Nearly 70 percent of millennial homebuyers are reportedly already regretting their purchase.
About four in 10 millennials are homeowners, according to a new survey of more than 600 millennials (age 21-34) by Bank of the West.
However, 68 percent of them now regret that move after watching parents over the last decade struggle to survive the devastating effects of a market downturn and recession.
According to the Bank of the West 2018 Millennial Study, equities-shy millennials turned to real estate as the cornerstone of their investment portfolio, with homeownership emerging as the most popular ingredient of their American Dream (56%).
Following homeownership, half cited paying off debt (51%) and having the financial means to retire comfortably (49%) as the second and third most critical components.
And yet, their desire to own a home is pushing some millennials to risk their other goals by taking on mortgages and even borrowing against their retirement savings. In fact, one in four say that they are willing to withdraw or borrow against retirement funds to finance down payments for a home.
"Millennials are so eager to become homeowners that some may be inadvertently cutting off their nose to spite their face," said Ryan Bailey, Head of the Retail Banking Group at Bank of the West. "The fact that nearly one in three millennials who already own their homes have dipped into their retirement nest eggs to finance their down payment is alarming."
Millennial homeowners may be rushing into a home buying decision without asking all the right questions. Sixty-eight percent reported buyer's remorse, wishing they had been more prepared going into the purchase.

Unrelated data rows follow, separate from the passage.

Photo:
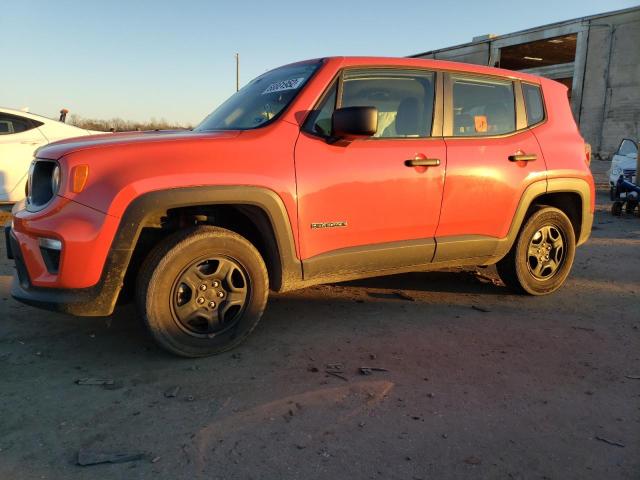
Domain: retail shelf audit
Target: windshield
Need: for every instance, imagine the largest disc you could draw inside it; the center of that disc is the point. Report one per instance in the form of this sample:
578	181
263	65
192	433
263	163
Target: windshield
261	100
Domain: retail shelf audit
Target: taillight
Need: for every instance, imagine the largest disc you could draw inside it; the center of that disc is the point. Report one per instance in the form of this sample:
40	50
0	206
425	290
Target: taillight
587	154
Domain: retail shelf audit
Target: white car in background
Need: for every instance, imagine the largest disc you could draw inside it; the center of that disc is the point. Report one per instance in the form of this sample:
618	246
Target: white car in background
21	134
624	162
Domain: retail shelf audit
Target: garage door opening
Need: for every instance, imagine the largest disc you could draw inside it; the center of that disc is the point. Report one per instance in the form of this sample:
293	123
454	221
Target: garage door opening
541	53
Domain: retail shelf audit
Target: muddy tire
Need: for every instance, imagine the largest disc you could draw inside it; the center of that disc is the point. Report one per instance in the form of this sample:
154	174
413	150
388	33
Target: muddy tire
542	255
202	291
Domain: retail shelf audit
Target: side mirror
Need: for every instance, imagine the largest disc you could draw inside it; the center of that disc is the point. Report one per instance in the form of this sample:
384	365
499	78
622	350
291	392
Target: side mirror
350	123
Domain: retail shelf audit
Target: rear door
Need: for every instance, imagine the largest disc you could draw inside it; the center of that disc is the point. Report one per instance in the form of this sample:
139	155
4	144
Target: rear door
491	158
360	206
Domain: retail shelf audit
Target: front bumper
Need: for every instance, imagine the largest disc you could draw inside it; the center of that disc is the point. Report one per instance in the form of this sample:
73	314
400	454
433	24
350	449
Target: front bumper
98	300
90	275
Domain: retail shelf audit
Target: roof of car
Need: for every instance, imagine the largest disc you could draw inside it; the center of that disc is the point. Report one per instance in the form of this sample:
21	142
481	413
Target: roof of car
21	113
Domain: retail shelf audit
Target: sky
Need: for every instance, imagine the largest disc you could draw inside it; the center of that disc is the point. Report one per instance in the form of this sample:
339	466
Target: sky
175	60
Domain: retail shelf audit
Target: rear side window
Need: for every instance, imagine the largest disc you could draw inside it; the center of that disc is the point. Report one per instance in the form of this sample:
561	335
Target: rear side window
482	107
533	103
13	124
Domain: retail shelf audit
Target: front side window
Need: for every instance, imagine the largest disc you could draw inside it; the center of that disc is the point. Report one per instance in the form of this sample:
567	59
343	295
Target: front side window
482	107
13	124
533	103
261	100
403	99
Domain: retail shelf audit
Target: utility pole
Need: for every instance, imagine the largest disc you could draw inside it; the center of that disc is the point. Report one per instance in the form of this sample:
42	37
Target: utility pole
237	72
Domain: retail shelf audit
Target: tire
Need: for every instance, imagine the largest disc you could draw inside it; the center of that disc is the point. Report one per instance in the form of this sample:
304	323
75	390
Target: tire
541	257
202	291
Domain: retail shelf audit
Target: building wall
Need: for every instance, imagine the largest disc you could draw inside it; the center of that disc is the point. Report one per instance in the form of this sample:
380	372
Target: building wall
610	108
606	85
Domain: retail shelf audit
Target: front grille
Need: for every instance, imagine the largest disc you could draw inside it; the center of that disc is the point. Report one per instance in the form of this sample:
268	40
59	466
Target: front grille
51	259
39	189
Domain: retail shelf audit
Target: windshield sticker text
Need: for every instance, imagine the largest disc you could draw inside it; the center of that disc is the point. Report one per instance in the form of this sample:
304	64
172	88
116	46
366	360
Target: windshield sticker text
290	84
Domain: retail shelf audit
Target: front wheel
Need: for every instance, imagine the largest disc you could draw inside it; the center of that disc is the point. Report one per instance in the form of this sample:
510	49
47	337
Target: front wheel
202	291
542	255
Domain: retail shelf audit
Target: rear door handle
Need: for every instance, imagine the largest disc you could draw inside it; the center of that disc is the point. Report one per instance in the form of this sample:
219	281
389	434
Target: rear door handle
523	158
422	162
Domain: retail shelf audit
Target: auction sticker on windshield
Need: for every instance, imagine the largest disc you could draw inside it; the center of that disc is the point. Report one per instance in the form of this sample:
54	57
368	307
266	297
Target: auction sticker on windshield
290	84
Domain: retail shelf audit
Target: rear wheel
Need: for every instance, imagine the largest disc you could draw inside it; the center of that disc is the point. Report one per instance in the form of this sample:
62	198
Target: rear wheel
202	291
542	255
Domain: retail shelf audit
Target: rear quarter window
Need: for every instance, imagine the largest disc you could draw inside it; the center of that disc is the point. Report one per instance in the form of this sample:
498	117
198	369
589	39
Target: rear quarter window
482	107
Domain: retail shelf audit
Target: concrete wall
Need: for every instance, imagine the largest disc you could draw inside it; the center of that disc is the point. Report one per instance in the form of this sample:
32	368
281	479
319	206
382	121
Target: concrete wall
610	108
477	53
606	72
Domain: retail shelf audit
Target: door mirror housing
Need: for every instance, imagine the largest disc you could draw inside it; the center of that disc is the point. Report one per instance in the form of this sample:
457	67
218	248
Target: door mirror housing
350	123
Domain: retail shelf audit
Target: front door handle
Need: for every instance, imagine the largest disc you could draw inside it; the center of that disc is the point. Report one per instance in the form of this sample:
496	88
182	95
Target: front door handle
420	161
522	157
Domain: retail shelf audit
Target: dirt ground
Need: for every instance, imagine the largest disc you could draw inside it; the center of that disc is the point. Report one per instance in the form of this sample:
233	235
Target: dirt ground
480	383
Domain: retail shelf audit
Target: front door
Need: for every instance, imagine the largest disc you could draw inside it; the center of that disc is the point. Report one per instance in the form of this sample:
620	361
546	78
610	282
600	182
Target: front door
362	205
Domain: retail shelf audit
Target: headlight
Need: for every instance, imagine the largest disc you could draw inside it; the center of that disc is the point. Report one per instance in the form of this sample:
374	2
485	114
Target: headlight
55	179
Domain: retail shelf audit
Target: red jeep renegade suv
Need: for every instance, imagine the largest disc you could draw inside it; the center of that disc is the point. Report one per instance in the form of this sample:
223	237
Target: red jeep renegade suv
319	171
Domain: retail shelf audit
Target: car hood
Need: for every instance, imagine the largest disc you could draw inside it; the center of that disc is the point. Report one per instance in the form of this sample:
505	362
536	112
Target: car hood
56	150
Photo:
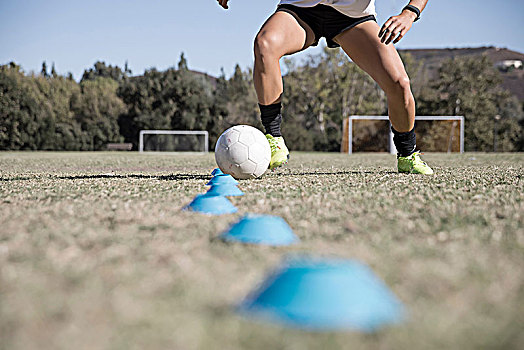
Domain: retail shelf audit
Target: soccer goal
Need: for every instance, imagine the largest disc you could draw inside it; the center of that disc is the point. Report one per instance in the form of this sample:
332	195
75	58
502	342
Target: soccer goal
365	133
173	141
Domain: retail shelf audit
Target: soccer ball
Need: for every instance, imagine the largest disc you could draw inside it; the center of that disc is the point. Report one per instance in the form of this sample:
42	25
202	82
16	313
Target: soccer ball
243	152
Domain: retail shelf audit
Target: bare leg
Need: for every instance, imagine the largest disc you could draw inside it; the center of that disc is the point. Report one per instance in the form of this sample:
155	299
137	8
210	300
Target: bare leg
282	34
384	65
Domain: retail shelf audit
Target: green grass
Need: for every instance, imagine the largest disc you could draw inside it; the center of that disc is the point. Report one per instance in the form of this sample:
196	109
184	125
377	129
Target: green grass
95	251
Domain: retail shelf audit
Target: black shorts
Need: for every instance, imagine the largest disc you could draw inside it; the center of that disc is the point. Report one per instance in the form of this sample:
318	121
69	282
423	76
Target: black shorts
325	21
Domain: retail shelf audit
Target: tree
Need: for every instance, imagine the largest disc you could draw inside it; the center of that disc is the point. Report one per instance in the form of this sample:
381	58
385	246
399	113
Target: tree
470	86
101	70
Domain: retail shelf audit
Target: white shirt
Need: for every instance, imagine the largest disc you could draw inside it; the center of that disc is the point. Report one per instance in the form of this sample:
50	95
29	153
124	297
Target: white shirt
352	8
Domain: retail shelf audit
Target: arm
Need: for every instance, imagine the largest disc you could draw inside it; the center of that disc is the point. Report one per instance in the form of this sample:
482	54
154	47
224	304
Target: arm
223	3
397	26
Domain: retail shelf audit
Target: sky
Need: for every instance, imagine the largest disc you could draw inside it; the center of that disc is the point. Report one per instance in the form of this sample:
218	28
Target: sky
74	34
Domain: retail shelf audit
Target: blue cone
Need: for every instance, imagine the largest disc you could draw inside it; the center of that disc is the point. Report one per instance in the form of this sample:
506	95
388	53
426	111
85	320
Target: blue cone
211	204
216	172
325	295
261	229
226	190
222	179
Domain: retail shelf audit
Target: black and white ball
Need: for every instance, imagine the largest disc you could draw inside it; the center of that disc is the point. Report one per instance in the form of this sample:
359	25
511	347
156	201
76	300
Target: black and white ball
243	152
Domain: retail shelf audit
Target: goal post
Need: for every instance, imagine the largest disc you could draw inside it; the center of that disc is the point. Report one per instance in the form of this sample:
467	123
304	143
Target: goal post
446	136
173	141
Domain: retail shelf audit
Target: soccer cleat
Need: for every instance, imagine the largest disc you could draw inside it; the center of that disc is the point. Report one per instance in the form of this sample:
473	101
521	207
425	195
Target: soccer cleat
279	151
413	165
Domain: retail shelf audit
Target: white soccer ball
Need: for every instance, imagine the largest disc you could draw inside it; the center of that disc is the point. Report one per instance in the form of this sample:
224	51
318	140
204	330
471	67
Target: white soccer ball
243	152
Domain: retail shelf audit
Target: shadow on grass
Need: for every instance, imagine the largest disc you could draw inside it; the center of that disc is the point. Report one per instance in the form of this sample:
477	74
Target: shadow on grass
334	173
173	177
180	177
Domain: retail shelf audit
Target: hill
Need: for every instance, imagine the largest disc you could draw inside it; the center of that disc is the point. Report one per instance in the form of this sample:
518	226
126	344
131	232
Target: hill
513	79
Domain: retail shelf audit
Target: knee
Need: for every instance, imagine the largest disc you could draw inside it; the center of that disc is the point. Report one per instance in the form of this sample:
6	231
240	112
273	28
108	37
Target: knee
266	46
399	85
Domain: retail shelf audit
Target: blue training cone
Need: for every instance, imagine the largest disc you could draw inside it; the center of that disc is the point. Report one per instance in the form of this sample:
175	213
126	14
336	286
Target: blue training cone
222	179
216	172
261	229
226	190
325	295
211	204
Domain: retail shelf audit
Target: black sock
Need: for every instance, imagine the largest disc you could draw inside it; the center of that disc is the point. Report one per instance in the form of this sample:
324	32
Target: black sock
271	118
405	142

Forty-four percent had issues with space itself, saying that once they inked the deal they felt stuck in one place, realized there was damage to the house, or discovered that the space didn't work for their family.
Further, 41 percent cited financial regrets, saying they felt stretched too thin financially, it is costly to maintain their home, or they should have put more money down from the start.
"A white picket fence can certainly be a smart investment. To help avoid buyer's remorse, millennials should consider covering their bases and kicking the proverbial tires—reflecting on their physical and financial wishes for their home before they sign on the dotted line," said Bailey.
Time has worked against millennials when it comes to home-buying. Most millennials weren't ready to close on a home when housing prices were at their lowest and interest rates hovered just above zero. And for those who may now feel ready, the new Tax Cuts and Jobs Act eliminates some of the homeownership tax breaks, removing the ability for homeowners to deduct state and local property taxes from federal tax bills.
To be sure, prospects for home ownership don't appear to bode well for any age class.
The latest S&P CoreLogic Case-Shiller Indices, the leading measure of U.S. home prices, shows that home prices continued their rise across the country over the last 12 months.
The 20-City Composite posted a 6.6% year-over-year gain, down from 6.7% in the previous month.
Seattle, Las Vegas, and San Francisco continue to report the highest year-over-year gains among the 20 cities. In April, Seattle led the way with a 13.1% year-over-year price increase, followed by Las Vegas with a 12.7% increase and San Francisco with a 10.9% increase. Nine of the 20 cities reported greater price increases in the year ending April 2018versus the year ending March 2018.
"Home prices continued their climb with the S&P CoreLogic Case-Shiller National Index up 6.4% in the past 12 months," says David M. Blitzer Managing Director and Chairman of the Index Committee at S&P Dow Jones Indices. "Cities west of the Rocky Mountains continue to lead price increases with Seattle, Las Vegas and San Francisco ranking 1-2-3 based on price movements in the trailing 12 months. The favorable economy and moderate mortgage rates both support recent gains in housing. One factor pushing prices up is the continued low supply of homes for sale. The months-supply is currently 4.3 months, up from levels below 4 months earlier in the year, but still low.
"Looking back to the peak of the boom in 2006, 10 of the 20 cities tracked by the indices are higher than their peaks; the other ten are below their high points. The National Index is also above its previous all-time high, the 20-city index slightly up versus its peak, and the 10-city is a bit below. However, if one adjusts the price movements for inflation since 2006, a very different picture emerges. Only three cities – Dallas, Denver and Seattle – are ahead in real, or inflation-adjusted, terms. The National Index is 14% below its boom-time peak and Las Vegas, the city with the longest road to a new high, is 47% below its peak when inflation is factored in."
(Newsmax wire services contributed to this report).